Nein, weil ich eine Erwachsene bin. Wenn sie erwachsen sind, dann können sie ihre eigenen Entscheidungen treffen. Bis dahin müssen sie aber meinen Regeln gehorchen.

Eins meiner Lieblingszitate von dir ist: „Du willst nicht der schlauste Mensch in einem Raum sein, du willst der dümmste sein.“ Dann kannst du nämlich lernen und beobachten und dich inspirieren lassen. Es muss sehr schwer sein, heutzutage die dümmste Person in einem Raum zu sein.
Ja, das stimmt wohl. Ich habe einen Freundeskreis, der weltgewandt und kultiviert ist. Diese Menschen lesen viel und sind an Politik und an Geschichte interessiert. Ich fühle mich offensichtlich von dieser Sorte Mensch angezogen—anderen Künstlern, kreativen Menschen—aber nicht unbedingt alle kreativen Menschen sind zwangsläufig auch intelligent. Es wäre eigentlich ganz schön, wenn sie das wären.

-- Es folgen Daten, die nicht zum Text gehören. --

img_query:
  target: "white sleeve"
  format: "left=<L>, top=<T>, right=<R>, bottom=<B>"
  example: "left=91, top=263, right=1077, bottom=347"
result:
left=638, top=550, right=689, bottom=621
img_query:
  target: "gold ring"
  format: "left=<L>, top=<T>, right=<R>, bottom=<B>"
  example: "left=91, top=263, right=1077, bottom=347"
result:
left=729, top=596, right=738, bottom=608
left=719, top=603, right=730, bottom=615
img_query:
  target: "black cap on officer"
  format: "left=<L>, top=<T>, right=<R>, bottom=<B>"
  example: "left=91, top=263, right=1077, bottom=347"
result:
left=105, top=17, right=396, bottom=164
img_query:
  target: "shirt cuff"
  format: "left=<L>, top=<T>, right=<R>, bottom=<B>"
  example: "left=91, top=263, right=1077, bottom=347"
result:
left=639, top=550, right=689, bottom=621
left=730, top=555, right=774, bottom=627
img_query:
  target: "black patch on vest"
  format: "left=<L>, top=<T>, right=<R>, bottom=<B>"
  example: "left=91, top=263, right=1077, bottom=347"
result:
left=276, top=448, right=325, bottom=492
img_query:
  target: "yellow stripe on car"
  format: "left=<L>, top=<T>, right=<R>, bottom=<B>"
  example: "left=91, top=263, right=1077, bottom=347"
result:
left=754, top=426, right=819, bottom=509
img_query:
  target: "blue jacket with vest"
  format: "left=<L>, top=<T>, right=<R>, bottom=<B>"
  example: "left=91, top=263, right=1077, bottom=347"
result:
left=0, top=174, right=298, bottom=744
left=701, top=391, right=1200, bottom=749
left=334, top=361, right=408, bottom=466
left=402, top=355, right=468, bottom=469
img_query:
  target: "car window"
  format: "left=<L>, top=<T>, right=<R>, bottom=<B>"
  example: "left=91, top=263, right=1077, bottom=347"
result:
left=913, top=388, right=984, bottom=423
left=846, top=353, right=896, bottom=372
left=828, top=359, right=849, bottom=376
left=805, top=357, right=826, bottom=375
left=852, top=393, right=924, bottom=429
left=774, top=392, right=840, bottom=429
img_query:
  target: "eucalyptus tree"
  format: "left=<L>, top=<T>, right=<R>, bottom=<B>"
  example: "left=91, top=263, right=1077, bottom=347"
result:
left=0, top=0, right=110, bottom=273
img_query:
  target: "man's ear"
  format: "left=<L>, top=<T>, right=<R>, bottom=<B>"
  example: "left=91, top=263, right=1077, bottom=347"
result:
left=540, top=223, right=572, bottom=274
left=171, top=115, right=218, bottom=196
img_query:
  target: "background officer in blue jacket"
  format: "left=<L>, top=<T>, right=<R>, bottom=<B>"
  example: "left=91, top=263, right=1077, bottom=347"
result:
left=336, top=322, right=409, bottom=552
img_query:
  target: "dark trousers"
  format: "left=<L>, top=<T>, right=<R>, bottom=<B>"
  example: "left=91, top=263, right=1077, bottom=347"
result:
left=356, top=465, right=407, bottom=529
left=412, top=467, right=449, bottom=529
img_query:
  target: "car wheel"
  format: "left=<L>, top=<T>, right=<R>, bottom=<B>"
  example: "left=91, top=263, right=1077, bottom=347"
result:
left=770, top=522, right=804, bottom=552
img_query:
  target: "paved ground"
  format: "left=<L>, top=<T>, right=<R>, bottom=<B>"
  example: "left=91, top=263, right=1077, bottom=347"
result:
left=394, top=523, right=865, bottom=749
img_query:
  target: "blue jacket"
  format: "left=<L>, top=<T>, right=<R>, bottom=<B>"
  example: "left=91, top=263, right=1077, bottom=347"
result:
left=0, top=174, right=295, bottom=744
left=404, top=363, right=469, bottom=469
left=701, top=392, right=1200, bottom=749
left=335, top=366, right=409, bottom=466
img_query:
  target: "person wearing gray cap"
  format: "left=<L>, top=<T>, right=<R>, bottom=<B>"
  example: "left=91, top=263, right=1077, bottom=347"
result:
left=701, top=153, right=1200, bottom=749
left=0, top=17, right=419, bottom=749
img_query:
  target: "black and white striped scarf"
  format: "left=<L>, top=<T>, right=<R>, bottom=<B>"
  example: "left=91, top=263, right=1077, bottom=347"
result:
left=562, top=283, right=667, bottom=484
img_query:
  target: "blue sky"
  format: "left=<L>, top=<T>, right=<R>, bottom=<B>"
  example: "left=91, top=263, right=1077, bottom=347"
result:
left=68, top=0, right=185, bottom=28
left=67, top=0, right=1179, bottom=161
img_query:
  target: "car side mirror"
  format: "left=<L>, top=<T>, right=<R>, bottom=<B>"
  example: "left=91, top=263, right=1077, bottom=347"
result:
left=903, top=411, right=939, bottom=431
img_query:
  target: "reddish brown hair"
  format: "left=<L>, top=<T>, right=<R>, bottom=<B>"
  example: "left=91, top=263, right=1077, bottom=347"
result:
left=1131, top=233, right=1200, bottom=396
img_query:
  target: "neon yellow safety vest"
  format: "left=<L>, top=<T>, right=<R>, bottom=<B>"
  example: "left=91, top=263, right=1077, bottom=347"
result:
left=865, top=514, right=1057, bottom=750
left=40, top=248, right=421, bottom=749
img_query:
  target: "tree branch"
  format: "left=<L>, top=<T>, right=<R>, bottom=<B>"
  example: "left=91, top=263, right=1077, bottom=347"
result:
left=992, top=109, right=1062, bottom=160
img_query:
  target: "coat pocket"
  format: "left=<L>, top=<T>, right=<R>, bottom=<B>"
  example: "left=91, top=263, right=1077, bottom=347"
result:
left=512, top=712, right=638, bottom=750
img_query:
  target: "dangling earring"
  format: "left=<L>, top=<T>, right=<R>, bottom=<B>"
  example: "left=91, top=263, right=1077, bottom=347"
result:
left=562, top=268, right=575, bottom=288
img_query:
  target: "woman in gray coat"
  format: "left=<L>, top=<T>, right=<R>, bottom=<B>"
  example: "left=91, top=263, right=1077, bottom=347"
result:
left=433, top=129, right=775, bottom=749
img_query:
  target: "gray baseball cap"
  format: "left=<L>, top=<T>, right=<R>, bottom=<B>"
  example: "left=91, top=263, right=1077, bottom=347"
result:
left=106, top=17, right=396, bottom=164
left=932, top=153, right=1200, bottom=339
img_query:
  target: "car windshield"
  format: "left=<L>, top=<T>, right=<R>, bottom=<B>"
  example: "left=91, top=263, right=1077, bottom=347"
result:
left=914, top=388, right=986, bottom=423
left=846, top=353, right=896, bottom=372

Wem vertraust du denn? Wer ist dein bester Freund?
Ich und meine Schwester Melanie, wir sind uns sehr nah. Eine andere Person wäre wohl meine Agentin Maha [Dakhil].

Vorhin sagtest du, dass du noch so viel erreichen willst. Was denn zum Beispiel?
Nun ja, das Erste, was ich tun möchte, ist, zu wissen, dass ich vier liebevolle, mitfühlende und intelligente Kinder großgezogen habe, die die Welt bereichern werden—das ist schon mal eine Sache. Ich würde auch gerne mehr Filme machen und das werde ich auch. Ich wäre auch gerne Teil zu einer Lösung, die zu mehr Frieden auf der Welt führt. Was auch immer das heißt und was auch immer das bedeutet. Ja, ich stehe an vorderster Front. Zieht mich ein, Freiheitskämpfer.

Eine Letzte Frage, ich weiß, dass du gesagt hast, dass du mit Drake zusammen arbeiten wirst und natürlich hat Drake auch einen Song auf seinem letzten Album nach dir benannt … er ist irgendwie ganz süß, oder?
Ja, er ist süß. Warum? Findest du ihn süß?

Ich finde ihn ziemlich süß.
Er ist süß.

Er ist ziemlich emo, aber ich würde ihn daten.
Das würdest du? OK. Vielleicht sollten wir ein Doppeldate mit ihm machen (lacht).

Wir würden ihn uns teilen?
Warum nicht!

Perfekt.
Es ist genug Drake für alle da. Habe ich gehört (lacht).